Main steps in the construction of the human intestinal tract 16S taxonomic database (HITdb). Human intestinal specific sequences were pulled down from the Greengenes and Silva databases using Genbank sequences. Obtained sequence data were clustered at 97 % identity by using cultivable human intestinal species as a reference. A cultivable nearest neighbour was determined for each OTU. The taxonomic lineages were determined based cultivable species taxonomy, Greengenes and manual curating

Finally, the HITdb sequences were taxonomically assigned based on the cultivated species’ taxonomy, Greengenes and manual curating. A nearest neighbour cultivable species was determined for each OTU to facilitate the interpretation of the OTUs. Phylogenetic trees constructed from bacterial and archaeal sequences (Additional file 1) were found to correspond with the nearest neighbour information.

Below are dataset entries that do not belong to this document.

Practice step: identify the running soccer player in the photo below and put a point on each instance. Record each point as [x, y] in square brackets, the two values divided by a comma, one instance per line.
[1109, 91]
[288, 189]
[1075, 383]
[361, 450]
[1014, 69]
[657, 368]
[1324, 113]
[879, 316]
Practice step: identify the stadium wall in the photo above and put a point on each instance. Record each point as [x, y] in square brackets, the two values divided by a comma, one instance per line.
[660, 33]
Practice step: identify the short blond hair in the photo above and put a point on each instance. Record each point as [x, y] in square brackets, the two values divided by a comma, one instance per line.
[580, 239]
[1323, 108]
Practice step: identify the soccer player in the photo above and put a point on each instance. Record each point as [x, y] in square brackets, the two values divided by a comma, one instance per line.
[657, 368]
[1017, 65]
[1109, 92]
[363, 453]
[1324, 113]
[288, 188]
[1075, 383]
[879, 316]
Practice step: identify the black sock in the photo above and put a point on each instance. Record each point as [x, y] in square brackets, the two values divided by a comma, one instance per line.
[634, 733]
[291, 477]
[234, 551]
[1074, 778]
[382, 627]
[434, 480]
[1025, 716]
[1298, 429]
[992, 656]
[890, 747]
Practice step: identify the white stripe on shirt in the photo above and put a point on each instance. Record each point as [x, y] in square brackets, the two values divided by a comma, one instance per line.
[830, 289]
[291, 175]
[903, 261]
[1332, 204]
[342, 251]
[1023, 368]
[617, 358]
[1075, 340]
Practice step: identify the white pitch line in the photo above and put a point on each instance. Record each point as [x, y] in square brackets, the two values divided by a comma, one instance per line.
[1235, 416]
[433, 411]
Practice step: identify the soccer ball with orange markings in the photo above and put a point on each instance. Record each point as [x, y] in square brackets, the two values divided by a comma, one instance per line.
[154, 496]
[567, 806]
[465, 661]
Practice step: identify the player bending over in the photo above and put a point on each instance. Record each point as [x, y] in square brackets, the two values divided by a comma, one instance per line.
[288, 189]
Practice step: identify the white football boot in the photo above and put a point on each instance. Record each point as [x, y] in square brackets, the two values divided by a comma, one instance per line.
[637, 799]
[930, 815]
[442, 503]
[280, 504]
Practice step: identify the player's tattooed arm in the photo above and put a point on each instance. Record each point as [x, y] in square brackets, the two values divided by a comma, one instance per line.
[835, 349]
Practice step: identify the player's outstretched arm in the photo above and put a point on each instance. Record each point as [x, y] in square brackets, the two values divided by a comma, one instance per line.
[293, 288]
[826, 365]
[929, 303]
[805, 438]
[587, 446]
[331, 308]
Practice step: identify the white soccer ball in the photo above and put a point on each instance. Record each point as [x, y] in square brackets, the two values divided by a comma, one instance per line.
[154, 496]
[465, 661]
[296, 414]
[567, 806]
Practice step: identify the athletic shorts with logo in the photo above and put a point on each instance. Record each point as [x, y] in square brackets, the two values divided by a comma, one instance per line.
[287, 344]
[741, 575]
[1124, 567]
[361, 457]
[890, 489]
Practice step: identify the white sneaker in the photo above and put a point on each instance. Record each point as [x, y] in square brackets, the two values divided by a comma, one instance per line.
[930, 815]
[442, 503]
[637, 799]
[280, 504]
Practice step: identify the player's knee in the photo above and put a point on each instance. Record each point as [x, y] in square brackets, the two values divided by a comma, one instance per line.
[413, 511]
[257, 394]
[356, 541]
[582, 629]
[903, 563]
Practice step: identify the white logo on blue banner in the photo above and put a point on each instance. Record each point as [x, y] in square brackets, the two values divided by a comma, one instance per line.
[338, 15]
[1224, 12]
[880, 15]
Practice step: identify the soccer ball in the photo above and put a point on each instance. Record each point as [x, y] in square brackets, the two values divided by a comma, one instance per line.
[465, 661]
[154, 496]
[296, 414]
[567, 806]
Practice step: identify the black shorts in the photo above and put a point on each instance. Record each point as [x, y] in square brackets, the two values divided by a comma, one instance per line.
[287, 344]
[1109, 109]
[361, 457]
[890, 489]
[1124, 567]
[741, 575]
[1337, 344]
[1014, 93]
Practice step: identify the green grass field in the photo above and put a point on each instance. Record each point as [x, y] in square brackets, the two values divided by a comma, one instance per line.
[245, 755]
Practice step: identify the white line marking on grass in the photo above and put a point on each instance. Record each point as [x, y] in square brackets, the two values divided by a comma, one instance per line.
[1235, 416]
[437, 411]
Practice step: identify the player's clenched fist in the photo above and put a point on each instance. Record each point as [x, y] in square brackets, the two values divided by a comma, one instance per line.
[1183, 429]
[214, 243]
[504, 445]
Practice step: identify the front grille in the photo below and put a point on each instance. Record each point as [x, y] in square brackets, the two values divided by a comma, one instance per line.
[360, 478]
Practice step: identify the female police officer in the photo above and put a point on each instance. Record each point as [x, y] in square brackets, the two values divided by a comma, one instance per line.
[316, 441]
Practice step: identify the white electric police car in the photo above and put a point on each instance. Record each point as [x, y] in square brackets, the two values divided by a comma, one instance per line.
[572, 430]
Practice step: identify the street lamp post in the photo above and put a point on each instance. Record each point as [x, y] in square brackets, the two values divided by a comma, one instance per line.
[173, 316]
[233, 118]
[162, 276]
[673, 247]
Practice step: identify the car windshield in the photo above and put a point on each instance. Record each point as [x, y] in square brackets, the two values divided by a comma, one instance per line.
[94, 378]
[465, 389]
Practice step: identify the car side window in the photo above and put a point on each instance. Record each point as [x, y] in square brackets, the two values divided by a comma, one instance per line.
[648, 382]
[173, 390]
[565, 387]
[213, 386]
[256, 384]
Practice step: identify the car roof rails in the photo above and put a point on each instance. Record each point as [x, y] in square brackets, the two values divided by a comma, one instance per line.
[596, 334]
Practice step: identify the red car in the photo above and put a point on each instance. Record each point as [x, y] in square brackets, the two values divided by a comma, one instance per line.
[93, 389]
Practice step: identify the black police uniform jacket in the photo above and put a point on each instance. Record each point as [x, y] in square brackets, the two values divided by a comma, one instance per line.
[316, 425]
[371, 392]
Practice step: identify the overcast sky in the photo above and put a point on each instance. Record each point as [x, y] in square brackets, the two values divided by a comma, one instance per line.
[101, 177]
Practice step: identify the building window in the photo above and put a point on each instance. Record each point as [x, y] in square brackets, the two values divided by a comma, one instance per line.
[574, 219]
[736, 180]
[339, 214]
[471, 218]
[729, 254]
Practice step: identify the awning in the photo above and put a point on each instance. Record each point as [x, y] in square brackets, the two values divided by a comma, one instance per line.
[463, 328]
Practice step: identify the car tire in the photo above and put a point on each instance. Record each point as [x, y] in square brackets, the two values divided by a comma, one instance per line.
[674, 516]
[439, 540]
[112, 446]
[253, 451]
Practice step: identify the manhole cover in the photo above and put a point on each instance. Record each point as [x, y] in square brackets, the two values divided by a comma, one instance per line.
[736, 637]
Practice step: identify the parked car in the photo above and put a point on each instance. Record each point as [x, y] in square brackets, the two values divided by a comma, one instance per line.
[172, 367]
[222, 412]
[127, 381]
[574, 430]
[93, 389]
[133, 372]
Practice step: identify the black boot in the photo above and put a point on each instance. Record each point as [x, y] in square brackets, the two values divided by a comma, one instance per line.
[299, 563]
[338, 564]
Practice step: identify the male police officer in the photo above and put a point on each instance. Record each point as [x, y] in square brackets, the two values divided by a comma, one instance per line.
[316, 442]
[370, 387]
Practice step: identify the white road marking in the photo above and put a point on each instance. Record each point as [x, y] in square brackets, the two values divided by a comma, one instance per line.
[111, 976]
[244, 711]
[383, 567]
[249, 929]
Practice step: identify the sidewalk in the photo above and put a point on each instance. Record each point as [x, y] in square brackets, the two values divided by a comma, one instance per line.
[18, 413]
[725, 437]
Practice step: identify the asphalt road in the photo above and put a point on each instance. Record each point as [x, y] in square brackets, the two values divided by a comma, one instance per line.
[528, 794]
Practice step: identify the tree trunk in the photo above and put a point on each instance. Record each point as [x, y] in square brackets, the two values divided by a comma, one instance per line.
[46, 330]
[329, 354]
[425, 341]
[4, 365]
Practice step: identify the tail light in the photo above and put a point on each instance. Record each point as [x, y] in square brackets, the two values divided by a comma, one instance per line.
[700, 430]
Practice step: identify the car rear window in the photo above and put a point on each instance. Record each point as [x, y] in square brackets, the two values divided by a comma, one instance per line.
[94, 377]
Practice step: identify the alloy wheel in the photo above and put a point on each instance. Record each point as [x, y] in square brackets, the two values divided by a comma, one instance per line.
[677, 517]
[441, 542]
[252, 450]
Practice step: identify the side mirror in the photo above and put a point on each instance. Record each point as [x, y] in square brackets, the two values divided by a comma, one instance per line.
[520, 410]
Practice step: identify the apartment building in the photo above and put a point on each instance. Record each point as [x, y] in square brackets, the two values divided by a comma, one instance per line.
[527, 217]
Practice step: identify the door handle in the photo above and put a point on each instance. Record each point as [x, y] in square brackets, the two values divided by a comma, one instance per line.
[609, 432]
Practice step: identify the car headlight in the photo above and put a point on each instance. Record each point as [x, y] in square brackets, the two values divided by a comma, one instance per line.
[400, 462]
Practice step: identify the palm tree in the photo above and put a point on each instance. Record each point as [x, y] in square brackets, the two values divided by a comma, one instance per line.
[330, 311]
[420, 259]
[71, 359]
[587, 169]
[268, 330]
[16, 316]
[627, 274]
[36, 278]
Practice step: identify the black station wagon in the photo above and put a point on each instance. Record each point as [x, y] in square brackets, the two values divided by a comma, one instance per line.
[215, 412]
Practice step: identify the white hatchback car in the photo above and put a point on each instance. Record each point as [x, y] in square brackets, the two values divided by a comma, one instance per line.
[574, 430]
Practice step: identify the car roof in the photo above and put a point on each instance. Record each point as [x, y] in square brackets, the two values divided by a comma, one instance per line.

In order to evaluate how comprehensively the HITdb represents taxonomic diversity we performed a computational rarefaction analysis based on the sequence data used for constructing the HITdb (see Methods). The obtained rarefaction curve shows that the number of 97 % OTUs is not quite saturated at current sequence data (Additional file 2), which would indicate that the full species-level diversity is not fully covered. On the other hand, actual rarefaction by sampling random subsets from the sequence data, defining OTUs for each sampled subset and calculating the number of known unique species and genera represented by the OTU clusters showed that the numbers were not significantly lower in samples constituting about 80 % of the original sequence data (Additional file 3), suggesting that the data is close to reaching saturation. Altogether, these results suggest that the HITdb is able to capture the diversity of known taxa quite well, because in all tests with actual rarefaction the observed numbers would be expected to drop significantly if the sampling depth was a limiting factor. However, the sequence coverage in clusters representing known species was typically higher than in OTUs (data not shown), which could explain why saturation is seen with known species in actual rarefaction, but not when all OTUs are considered in computational rarefaction. Since most of the 16S sequences are assigned to clusters of known species, it also implies that if some species-like groups were missing from HITdb, they would be increasingly rare and therefore probably not highly relevant.

The number of entries in the curated HITdb, viz. a total of 2473, can be seen as the present estimate for the minimal number of species expected to be present in the human intestinal tract. Since according to the rarefaction analysis the number of OTUs is probably not quite saturated yet, the number may still increase with new data. However, there may be only a limited number of new OTUs emerging, similar to the situation with metagenomic data that shows only a limited increase to the known information pool with the addition of new metagenome sequences [35]. In any case, an earlier estimate of about 1800 human intestinal species remaining uncultured [36] is consistent with HITdb because the number of cultured species has increased since then [27], leaving about 1500 species still uncultured. This is an important estimate to keep in mind when designing strategies to culture the not-yet cultured species from the human intestinal tract.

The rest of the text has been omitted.